Winter is a bountiful time of year—with many parties, celebrations, laughter, and cheer. It can also be an expensive time when it comes to your utility bill. However, there’s no need to get into a panic. There are many excellent solutions to staying warm. Let No More Chores professional home cleaners share with you these energy-saving tips for your home! 
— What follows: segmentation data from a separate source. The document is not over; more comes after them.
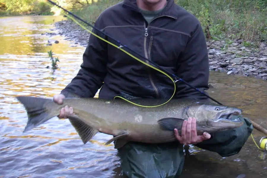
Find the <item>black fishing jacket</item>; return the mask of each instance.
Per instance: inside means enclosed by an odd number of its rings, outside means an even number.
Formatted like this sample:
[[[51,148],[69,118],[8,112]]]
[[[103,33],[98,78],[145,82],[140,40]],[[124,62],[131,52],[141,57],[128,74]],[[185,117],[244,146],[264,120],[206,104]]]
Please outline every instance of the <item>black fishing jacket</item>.
[[[95,26],[117,41],[93,30],[101,37],[127,45],[201,91],[208,89],[209,62],[201,26],[174,0],[168,0],[149,24],[139,12],[136,0],[124,0],[104,11]],[[61,92],[66,97],[69,93],[93,97],[101,86],[100,98],[112,98],[122,93],[168,99],[173,93],[173,83],[166,75],[93,35],[83,59],[77,76]],[[177,84],[174,98],[206,98],[181,81]]]

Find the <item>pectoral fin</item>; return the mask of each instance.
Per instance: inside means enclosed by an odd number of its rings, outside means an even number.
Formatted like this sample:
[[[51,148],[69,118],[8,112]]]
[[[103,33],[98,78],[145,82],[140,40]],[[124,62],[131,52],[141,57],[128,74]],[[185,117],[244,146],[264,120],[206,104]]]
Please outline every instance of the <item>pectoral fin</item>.
[[[122,147],[123,145],[125,144],[126,143],[128,142],[128,141],[126,141],[126,139],[125,139],[125,137],[128,136],[129,135],[129,133],[127,131],[123,131],[123,132],[121,132],[119,135],[116,135],[116,136],[112,138],[108,141],[105,144],[105,145],[107,145],[107,144],[108,144],[112,142],[112,141],[114,141],[114,140],[116,140],[116,141],[115,142],[115,144],[114,146],[115,147],[116,147],[116,144],[117,145],[120,145],[121,144],[122,144],[122,143],[120,144],[120,142],[125,142],[125,143],[123,144],[122,146],[121,147]],[[125,140],[125,142],[123,142],[122,140]],[[117,143],[117,142],[119,142],[119,143]],[[115,147],[115,148],[116,148]]]
[[[68,118],[75,128],[84,144],[85,144],[92,139],[98,132],[97,130],[86,125],[77,116],[68,116]]]
[[[167,117],[160,119],[158,123],[163,130],[173,131],[175,128],[180,129],[184,120],[179,118]]]

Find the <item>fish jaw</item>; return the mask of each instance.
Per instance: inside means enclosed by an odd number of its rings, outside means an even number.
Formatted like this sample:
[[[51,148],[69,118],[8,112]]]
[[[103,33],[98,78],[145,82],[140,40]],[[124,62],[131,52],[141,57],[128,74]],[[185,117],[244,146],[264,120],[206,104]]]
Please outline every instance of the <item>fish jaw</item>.
[[[237,128],[243,124],[240,118],[237,117],[239,113],[225,115],[215,120],[208,120],[207,126],[214,131],[223,131]],[[234,119],[233,118],[234,118]]]

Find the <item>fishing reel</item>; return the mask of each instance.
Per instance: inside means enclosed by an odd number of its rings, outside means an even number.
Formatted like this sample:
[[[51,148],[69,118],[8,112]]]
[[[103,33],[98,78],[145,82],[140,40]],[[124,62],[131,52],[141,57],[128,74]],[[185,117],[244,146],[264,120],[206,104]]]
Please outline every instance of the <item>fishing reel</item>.
[[[267,136],[264,136],[260,139],[259,145],[261,149],[267,152]]]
Blackout Curtains or Blinds 

Blackout curtains and blinds have a dual purpose when it comes to cutting costs. In the winter, blackout curtains and blinds help to keep out the cold and keep the warmth in, especially after dark and on overcast days. In the summer, blackout curtains and blinds repel thermal energy by 25% on your energy bill. Blackout curtains can be made or bought.

Secure the Insulation 

Another way to make your home more energy-efficient in winter is to secure and/or install additional insulation. Depending on the age of your home, insulation can be pried loose by small animals or rodents over the years leaving you with a higher energy bill in time. As a maintenance precaution, make it part of your fall routine to check and repair any loose insulation. 

Apply Weather Stripping 

Weatherstripping is a sealer that can be placed along the rim of exterior doors and windows. It’s used to fill gaps that let in large amounts of air. There are a few different types depending on your needs. The easiest and cheapest weather stripping to use is foam stripping with tape. This is just a simple peel-and-stick type. The next step is the peel-and-stick V-shaped copper and bronze stripping. It works the same as the foam. The last type of weatherstripping is vinyl tubing which is soft and pliable enough to be manipulated into large or small cracks but needs to be held in place with nails. This is the most secure form of weather stripping.

Replace Furnace Filters 

Each year your utility company reminds you to replace your filters in the fall in preparation for winter. This isn’t just a fire-safety precaution, but changing your furnace filter also helps to keep your energy bill down. Energy Star recommends the air filter be changed once a month during the winter because “a dirty filter slows air flow, making the system work harder, which wastes energy.” 

Use a Draft Stopper 

To control drafts throughout the house, use a draft stopper. This is two long tubes of fabric filled with various weighted materials, connected side-by-side, and slid under a door to block the flow of air. Draft stoppers can be bought or easily made with a simple DIY tutorial. Not only do these simple devices help with reducing your energy bill, but they also act as an excellent sound barrier—think nurseries.

Apply Film over Windows 

Like blackout curtains and blinds, window films help to shield the home from the subzero temperatures and harsh winds that come with winter. There are many types of films depending on your needs and the time of the year. According to GoGreenSolar.com, window films “save 12-18% annually on energy bills, provides 98% UV protection, and blocks 48% thermal solar heat.”

Use Rugs on Hardwood Floors 

Loss of heat in a home can come from many sources, with hardwood floors you can lose heat through the floorboards. This is why it is helpful to use rugs to retain the heat in your home so you can keep your thermostat down. Rugs also work great on all hard floor surfaces.

Try a Humidifier 

Like sitting at the beach on a warm summer day, moist air is warmer and retains heat well in cold weather. Having a humidifier in your home will help to lower your energy costs as well as reduce static electricity, dry skin for humans and pets, and reduce the amount of fur found on clothes and furniture. As the seasons change and winter gets colder, you walk about your home checking here and there making sure your to-do list is done. No longer are you going to waste up to 30% on your energy bill. So, while the snow piles high and the guests come and go, you sit assured that your home is warm and welcoming this winter—without breaking the bank.